Frequently used improperly by persons who think it makes them sound educated.
a phrase that allows some flexibility in the topic at hand, so you can talk about something without being very specific
“as such” or “by” but really it seems to be used as a pause in a sentence. It is an overused phrase by Neanderthal wannabes incapable of speaking or writing clearly.
Trenchant thoughts about its pragmatic place in communication. But its meaning? Here are some versions you’ll get from Urban Dictionary:
on the face of it
Synonym for “exactly” or “quite.”
Hmm, what? That’s not quite it per se… But you see how those might come to be seen as definitions.
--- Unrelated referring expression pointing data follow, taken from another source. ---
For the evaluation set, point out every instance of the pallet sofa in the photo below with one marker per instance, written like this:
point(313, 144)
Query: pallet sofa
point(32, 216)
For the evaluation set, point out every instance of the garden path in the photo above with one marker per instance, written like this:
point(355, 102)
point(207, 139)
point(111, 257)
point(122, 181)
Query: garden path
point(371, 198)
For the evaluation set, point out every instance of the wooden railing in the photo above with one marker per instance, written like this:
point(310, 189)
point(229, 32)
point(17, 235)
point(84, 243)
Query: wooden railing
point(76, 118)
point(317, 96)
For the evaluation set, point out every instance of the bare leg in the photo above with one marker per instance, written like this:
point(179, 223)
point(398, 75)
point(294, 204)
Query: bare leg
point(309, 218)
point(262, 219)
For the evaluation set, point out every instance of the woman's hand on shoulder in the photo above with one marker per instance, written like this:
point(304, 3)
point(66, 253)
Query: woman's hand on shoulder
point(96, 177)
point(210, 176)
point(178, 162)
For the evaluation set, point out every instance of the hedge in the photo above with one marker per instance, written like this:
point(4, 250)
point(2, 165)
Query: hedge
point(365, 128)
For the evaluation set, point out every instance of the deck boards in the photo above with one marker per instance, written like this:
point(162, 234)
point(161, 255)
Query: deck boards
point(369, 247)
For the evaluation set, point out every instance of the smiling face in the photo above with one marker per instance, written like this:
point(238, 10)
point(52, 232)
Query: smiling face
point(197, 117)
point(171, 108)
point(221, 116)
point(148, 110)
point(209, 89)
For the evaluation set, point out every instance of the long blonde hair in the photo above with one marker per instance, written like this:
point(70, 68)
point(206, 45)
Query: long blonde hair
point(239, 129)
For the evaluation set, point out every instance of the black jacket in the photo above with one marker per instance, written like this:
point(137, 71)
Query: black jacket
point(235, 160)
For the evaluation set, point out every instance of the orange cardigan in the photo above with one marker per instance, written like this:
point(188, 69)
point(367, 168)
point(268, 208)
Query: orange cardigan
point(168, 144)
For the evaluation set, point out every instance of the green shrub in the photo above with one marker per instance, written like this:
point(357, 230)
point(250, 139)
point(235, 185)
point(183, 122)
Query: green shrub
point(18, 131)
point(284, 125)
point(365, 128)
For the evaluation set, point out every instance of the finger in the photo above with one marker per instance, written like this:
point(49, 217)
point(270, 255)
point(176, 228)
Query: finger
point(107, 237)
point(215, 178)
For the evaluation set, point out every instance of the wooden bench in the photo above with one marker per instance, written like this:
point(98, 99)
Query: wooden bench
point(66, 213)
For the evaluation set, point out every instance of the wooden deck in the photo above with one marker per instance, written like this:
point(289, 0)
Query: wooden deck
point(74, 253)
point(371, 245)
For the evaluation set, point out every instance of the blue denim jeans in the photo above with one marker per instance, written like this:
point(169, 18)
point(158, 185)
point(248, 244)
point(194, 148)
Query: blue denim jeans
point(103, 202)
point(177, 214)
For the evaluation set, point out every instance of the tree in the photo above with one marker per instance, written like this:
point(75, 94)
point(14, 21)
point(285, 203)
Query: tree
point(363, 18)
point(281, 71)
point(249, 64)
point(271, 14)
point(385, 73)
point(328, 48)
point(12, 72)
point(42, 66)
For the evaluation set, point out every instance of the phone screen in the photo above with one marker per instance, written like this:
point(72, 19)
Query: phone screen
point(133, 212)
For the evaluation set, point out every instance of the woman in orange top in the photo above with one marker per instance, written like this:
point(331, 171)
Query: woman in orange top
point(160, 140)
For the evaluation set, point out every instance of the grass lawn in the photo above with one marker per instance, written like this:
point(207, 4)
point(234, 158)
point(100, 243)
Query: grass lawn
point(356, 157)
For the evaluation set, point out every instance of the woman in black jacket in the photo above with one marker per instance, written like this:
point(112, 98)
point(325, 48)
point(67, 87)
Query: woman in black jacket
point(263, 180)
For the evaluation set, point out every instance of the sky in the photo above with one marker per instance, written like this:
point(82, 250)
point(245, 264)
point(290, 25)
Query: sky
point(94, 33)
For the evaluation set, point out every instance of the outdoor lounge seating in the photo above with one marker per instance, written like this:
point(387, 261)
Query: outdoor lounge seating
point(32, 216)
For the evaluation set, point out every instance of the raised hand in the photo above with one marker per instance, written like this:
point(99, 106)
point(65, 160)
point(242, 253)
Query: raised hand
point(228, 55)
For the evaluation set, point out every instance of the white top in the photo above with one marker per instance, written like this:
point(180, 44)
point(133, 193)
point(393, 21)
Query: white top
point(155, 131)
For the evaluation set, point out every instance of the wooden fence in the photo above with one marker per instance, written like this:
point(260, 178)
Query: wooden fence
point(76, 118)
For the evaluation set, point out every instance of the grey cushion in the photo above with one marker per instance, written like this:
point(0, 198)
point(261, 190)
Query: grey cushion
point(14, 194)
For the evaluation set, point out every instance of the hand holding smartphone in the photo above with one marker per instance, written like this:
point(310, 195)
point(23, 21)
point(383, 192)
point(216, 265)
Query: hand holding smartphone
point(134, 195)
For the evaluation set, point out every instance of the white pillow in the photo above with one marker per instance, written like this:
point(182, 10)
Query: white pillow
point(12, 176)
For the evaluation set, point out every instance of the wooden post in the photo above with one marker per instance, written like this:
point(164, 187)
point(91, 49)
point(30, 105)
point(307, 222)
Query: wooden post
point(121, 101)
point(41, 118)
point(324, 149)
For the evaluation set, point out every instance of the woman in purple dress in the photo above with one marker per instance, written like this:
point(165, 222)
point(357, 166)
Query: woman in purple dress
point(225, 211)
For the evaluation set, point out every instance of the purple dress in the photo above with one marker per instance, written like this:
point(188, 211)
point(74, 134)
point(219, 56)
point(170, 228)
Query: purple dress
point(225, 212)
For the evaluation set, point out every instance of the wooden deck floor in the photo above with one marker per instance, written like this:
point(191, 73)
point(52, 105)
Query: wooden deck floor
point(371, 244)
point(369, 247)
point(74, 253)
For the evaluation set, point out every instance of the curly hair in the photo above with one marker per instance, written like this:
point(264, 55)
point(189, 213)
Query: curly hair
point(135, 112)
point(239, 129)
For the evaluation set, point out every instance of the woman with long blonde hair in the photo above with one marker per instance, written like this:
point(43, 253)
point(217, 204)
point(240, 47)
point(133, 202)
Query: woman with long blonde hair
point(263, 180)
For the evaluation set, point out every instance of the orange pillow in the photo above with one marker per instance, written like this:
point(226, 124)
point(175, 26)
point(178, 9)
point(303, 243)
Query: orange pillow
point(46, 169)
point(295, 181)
It is, as the best definition at Urban Dictionary says,
typically used with a negative to indicate that a term being used is understood to be imprecise or off-the-mark (i.e., not accurate ‘per se’) in a case where the term is nevertheless useful to an explanation. Usually followed by an explanation or justification for the use of the term indicated.
So what is per se, per se? In itself? “In itself”. That’s the Latin: per se is Latin for “in itself” (or “by itself”, “of itself”, or “for itself”, or “intrinsically”). When you say, for instance, “He’s not attractive per se,” you can follow it up with, say, “but his bank account does draw attention.”
It thus allows you to be a bit catty: a subtle undermining, a Parthian shot. There’s a little purr in what you say. Or it can simply allow you to be circumspect: first you thoughtfully purse your lips, then you say… for instance, “It’s not well written per se, but it makes some very important points.”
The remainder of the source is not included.